At the moment, the Restoration House is being operated by Tish, their daughter Alexi, and Matt, who also works full-time as a planner for Vestas-American Wind Technology. They are also being assisted by their daughter Courtney (married to Elijah) Lubula, who will soon be leaving for a mission to the Democratic Republic of the Congo. The couple also have two sons, Matthew (Lizzy) and Caleb (Sierra). They are blessed with four grandchildren, Hazel, Jude and Gracy Zehr, and Joshua Lubula.
While the original plan was for the school to be a community center, the Zehrs have expanded upon this vision to create a bed and breakfast, as well as a haven for refugees, victims of abuse, or anyone else going through trying times.
When the idea about turning the building into a bed and breakfast came up, the Zehrs were concerned again about finances. Matt introduced Tish to Airbnb, a short-term vacation rental company, and she agreed to list the Restoration House, not expecting much to come of it.

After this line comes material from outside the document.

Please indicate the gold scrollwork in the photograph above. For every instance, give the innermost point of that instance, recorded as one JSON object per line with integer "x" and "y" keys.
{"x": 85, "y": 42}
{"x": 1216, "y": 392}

But the Airbnb listing gained attention – so much attention that Tish had to turn notifications off on her phone. She was amazed at the sheer number of people from all over the world who wanted to stay at the Restoration House, including snowmobilers, hikers, people on their way to Old Forge, people passing through from New York City to Canada, and large families that could not be accommodated by regular hotels. Some came from as far as Asia, Europe and Africa.
Tish first encountered refugee children at one of Alexi’s dance performances in Syracuse. She recalls that there were nearly 100 of them from all different parts of the world, all in traditional dress. When she asked about them, she was told that these were refugee children fleeing war, famine and other disasters in their native countries.
The refugee organization was called Hopeprint, and Tish’s other daughter, Courtney, having a heart for missions, wanted to help the children in any way she could. So, each Monday, Tish and her daughters traveled to Syracuse to teach female refugees practical life skills.
One day, Tish received a call from the founder of Hopeprint, who said that there was a woman going home to an abusive husband, and that she needed a place to go the next day. Tish picked her up the following morning, and so began the process of taking in vulnerable people.
The Restoration House is still listed on Airbnb at around $60-$70 a night. However, people may also come if they need a place to stay at no charge. Tish explained that for example, a person struggling financially could stay at the Restoration House while looking for work. They do ask that those staying help with house chores, but understand if someone is not physically able to do so.
The Restoration House is also open to those who don’t intend to stay overnight, but just want a place to hang out, do crafts or activities, or have someone to talk to. “Our door’s always open,” Tish said. “We’re happy to visit, happy to give tours.”
There are also several events and clubs that take place at the house. One such club is the quilt guild; those interested may call 315-921-0264. There will also be a program for kids and young adults called Encounter School, which will run from Feb. 20 through March 18. Its purpose, as Tish puts it, is “to help bring back identity in Christ.”
Applications are available here .
Tish accredits the success of the Restoration House to her family’s faith in God. “In 10 years, I’m just amazed at the miracles we’ve seen,” she said.
Tish reiterated that their doors are always open, and that people are free to stay or just visit anytime they like. “What we see is that there’s a lot of hurting people out there,” Tish said. “We just want people to know that it’s our desire [to help].”